I have talked about why Greece leaving the Eurozone would be much worse for the Eurozone than Greece elsewhere. I’ve also speculated that as a result it will not happen, which may have been a foolish thing to believe. But even if it is not foolish, and the Eurozone gets through all this, the long term damage of what is happening now should not be underestimated.
A sad example of this was the end of a blog debate between a German economist (Kantoos) and a Greek economist (Yanis Varoufakis). For links to the debate, see this post. At first this debate seemed like an island of reasonableness among all the political and media nonsense. But the discussion has ended on a sour note. Varoufakis put forward (both inside and outside the debate) the following thought experiment. Imagine the leaders of the UK or US being offered a credible magic button, which if they pressed would solve their macroeconomic problems. Of course, he argues, they would press it. If Merkel was offered a similar button that would, among other things, lead to market pressure on Greece and other Eurozone countries disappearing, would she press it? Varoufakis was not sure, in part because of pressure from the German public. He writes
“For two years now, the German public has become convinced (falsely) that Germany has escaped the worse of the Crisis because of the German people’s virtuous embracement of thriftiness and hard work; in contrast to the spendthrift Southerners who, like the fickle grasshopper, made no provisions for when the tide turns nasty. This mindset goes hand in hand with a moral righteousness which implants in good people’s hearts and minds a penchant for exacting punishment on the grasshoppers – even if punishing them also comes at a cost to themselves.”
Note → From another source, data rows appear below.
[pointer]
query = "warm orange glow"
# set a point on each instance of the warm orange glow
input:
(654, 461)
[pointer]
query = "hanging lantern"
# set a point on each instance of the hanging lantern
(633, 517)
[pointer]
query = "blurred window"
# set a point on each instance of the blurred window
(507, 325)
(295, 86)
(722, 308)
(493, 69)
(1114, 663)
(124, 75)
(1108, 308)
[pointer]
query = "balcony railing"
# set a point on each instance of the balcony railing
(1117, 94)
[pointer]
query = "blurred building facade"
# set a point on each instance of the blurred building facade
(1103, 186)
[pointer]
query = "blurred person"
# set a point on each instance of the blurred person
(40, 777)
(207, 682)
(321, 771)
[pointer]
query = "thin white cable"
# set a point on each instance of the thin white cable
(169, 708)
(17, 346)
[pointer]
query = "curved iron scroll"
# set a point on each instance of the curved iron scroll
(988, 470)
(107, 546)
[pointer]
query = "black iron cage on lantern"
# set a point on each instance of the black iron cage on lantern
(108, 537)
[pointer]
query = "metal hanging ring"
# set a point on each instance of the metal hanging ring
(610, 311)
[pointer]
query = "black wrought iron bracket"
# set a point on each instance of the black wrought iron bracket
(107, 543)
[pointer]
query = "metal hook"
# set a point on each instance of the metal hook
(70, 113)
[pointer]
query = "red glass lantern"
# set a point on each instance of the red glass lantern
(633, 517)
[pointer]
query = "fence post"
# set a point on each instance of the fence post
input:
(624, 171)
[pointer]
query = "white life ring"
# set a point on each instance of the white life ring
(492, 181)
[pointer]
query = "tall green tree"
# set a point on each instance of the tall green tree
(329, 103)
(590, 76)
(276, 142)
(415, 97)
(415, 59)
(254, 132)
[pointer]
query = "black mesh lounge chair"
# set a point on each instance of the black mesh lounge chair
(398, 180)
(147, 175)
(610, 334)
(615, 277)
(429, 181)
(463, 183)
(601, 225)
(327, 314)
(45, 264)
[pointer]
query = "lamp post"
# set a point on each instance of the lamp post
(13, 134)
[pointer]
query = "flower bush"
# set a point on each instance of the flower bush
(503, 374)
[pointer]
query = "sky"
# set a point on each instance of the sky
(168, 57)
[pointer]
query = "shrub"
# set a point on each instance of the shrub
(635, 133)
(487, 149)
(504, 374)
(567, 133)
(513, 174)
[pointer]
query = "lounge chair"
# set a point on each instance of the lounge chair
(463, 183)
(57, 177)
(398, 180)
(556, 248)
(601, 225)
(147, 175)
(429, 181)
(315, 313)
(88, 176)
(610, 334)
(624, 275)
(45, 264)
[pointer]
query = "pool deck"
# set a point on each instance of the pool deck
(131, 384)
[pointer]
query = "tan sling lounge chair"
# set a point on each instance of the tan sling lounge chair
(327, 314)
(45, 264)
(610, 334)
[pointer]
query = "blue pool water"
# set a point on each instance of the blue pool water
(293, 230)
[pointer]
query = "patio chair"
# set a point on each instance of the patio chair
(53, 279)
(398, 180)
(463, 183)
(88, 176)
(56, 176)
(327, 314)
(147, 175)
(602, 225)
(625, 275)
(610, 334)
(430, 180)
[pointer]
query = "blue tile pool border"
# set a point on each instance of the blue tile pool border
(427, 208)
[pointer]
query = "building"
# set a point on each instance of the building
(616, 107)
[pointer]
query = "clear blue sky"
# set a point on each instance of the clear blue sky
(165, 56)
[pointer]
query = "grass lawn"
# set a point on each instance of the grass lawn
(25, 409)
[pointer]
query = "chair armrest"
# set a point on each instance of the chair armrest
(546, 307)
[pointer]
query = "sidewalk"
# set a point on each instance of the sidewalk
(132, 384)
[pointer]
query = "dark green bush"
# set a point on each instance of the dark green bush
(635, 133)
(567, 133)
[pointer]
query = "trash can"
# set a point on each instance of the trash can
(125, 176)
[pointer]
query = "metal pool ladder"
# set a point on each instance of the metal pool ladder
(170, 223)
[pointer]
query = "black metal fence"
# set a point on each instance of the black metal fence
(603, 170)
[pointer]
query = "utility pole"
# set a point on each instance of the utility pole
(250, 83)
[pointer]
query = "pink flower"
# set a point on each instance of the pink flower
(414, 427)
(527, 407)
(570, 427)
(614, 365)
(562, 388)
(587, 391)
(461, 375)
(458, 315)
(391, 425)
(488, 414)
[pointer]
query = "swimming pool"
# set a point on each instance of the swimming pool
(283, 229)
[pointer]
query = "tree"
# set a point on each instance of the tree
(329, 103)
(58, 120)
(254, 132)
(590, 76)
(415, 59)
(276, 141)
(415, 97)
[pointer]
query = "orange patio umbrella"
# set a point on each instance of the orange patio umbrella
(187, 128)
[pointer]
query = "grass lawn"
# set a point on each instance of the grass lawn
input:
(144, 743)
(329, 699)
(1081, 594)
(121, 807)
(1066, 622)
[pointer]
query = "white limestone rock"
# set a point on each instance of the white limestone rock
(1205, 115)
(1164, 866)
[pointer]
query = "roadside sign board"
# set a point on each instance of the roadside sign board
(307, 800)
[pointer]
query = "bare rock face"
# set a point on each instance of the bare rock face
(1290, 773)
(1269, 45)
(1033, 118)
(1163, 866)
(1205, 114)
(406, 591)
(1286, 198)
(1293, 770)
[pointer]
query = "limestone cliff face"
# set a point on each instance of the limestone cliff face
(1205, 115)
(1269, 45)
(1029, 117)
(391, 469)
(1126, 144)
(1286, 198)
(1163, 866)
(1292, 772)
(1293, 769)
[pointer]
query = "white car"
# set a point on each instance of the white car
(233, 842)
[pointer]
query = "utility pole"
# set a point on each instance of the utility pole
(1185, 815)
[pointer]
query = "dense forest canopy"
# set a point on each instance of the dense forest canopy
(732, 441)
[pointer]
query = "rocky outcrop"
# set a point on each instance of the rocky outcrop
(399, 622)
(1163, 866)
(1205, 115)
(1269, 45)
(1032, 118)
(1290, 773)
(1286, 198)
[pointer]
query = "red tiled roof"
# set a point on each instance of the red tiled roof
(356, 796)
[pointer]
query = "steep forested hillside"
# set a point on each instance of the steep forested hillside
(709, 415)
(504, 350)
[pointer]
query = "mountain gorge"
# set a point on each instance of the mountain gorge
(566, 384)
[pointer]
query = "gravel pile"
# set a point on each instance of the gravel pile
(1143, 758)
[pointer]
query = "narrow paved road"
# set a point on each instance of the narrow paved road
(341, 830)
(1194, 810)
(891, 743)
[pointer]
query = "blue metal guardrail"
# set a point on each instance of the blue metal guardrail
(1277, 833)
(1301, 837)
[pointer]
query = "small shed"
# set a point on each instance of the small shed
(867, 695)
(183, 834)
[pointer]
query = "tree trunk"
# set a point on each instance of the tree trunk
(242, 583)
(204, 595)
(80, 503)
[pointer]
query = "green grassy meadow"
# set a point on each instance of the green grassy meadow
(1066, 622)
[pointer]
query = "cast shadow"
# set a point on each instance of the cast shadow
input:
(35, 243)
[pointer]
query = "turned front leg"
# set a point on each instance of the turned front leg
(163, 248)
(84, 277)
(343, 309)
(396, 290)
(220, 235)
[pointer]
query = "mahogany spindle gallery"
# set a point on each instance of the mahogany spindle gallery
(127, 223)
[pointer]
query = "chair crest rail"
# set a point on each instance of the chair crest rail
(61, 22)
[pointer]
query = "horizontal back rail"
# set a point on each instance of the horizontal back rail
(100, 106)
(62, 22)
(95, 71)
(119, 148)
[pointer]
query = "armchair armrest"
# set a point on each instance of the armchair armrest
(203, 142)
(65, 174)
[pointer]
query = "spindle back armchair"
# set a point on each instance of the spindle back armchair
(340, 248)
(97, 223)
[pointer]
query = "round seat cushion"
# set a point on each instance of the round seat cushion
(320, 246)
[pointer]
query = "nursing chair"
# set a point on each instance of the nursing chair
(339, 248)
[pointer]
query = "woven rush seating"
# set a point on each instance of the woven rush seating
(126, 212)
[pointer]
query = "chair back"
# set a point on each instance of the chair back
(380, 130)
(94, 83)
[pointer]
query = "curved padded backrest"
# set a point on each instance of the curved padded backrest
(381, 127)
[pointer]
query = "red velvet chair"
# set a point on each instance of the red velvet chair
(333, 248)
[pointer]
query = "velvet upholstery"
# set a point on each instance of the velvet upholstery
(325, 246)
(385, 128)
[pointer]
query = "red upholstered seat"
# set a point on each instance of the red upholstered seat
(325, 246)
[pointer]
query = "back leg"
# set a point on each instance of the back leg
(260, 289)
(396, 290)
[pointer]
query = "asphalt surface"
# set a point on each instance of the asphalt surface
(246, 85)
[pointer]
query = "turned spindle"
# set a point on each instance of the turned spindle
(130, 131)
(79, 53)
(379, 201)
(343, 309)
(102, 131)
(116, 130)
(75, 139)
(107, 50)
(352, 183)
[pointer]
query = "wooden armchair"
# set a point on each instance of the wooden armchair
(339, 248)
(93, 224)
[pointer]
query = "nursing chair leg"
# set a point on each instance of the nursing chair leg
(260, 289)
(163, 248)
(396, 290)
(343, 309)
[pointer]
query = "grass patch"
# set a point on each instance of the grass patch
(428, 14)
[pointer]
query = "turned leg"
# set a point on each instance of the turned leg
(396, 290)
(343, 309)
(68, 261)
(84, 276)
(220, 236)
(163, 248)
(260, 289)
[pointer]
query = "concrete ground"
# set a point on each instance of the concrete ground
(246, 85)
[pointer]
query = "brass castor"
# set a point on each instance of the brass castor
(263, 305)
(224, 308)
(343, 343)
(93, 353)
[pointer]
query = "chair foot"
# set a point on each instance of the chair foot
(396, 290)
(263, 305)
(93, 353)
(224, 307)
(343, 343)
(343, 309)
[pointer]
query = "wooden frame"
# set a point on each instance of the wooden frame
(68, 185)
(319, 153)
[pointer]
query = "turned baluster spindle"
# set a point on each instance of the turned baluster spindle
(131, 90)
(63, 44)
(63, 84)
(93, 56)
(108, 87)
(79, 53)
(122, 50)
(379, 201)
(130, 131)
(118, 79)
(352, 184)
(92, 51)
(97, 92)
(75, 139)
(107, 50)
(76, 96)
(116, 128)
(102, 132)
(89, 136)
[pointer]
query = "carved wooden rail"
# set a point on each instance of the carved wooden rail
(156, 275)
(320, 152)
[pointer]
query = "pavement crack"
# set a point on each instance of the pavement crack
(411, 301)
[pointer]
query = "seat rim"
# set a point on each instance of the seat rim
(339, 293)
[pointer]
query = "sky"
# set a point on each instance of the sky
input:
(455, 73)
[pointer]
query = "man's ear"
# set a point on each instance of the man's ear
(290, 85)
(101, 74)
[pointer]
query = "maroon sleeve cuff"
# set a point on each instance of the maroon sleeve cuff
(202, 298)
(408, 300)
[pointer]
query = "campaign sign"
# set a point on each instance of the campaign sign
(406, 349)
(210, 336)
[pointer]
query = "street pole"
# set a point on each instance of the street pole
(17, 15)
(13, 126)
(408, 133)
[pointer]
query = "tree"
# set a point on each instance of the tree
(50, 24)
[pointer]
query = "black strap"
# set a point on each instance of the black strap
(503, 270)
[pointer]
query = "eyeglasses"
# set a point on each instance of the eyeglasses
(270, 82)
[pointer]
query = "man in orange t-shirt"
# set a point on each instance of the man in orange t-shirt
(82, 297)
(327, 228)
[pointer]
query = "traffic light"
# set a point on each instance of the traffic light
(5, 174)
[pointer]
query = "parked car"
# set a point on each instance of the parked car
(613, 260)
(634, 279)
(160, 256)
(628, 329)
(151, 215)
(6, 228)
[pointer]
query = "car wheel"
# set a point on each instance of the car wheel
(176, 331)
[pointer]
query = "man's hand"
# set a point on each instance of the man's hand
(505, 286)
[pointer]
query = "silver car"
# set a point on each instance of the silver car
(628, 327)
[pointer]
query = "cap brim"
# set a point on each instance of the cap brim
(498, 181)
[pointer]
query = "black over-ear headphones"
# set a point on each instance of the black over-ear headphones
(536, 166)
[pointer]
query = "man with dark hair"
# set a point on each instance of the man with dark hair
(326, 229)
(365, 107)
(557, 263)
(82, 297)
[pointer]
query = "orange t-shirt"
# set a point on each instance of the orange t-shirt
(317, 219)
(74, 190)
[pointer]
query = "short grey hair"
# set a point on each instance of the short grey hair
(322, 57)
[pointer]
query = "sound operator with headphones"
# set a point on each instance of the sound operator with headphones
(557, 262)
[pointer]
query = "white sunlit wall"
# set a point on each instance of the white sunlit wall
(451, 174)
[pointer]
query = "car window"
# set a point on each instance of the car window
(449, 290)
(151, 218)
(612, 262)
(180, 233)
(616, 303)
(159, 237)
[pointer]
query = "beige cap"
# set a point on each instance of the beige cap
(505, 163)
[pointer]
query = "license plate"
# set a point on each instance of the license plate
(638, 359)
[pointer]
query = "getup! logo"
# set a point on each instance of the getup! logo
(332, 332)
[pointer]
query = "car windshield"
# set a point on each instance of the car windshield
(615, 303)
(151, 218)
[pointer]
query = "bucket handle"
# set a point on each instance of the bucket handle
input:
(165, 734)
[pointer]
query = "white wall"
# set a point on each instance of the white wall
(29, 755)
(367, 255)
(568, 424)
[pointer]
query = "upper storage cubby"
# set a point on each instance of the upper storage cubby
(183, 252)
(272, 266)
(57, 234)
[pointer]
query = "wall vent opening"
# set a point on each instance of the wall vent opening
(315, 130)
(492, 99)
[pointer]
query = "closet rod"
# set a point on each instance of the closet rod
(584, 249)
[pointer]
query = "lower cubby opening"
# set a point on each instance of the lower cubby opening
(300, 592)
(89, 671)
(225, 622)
Kantoos was quite shocked at this. He writes
“Yanis, I am sorry, but that is very offensive, and it is fuelling the mutual disdain in Europe. What is more, it misunderstands the concerns of the German public and its attitude towards Europe, but that is common in the international press.”
Now I’m less interested in who is right or wrong here, as that the debate should have ended this way. (Although I have to say, I’m not sure Varoufakis is right about the UK. That button actually exists, it is called balanced budget fiscal expansion, and it has not been pressed!) When parts of an economy have suffered greatly, and the leaders of other countries appear not to recognise this fact, have any sympathy for it, and at least appear to have a large hand in prolonging that suffering, even the wisest of people will begin to suspect the worst of these countries motives. Whether they are right or wrong does not matter too much, because the damage is done. And if Greece leaves, that experience is likely to be repeated again and again in other countries, if it hasn’t happened already.
In these circumstances, the idea that a solution to current problems involves moves to greater union become fanciful. Even if each individual crisis passes, the slow poison of mistrust that these events create may end up killing the project. Those in the Eurozone with more sensible heads on their shoulders need to stop this poker game, quickly.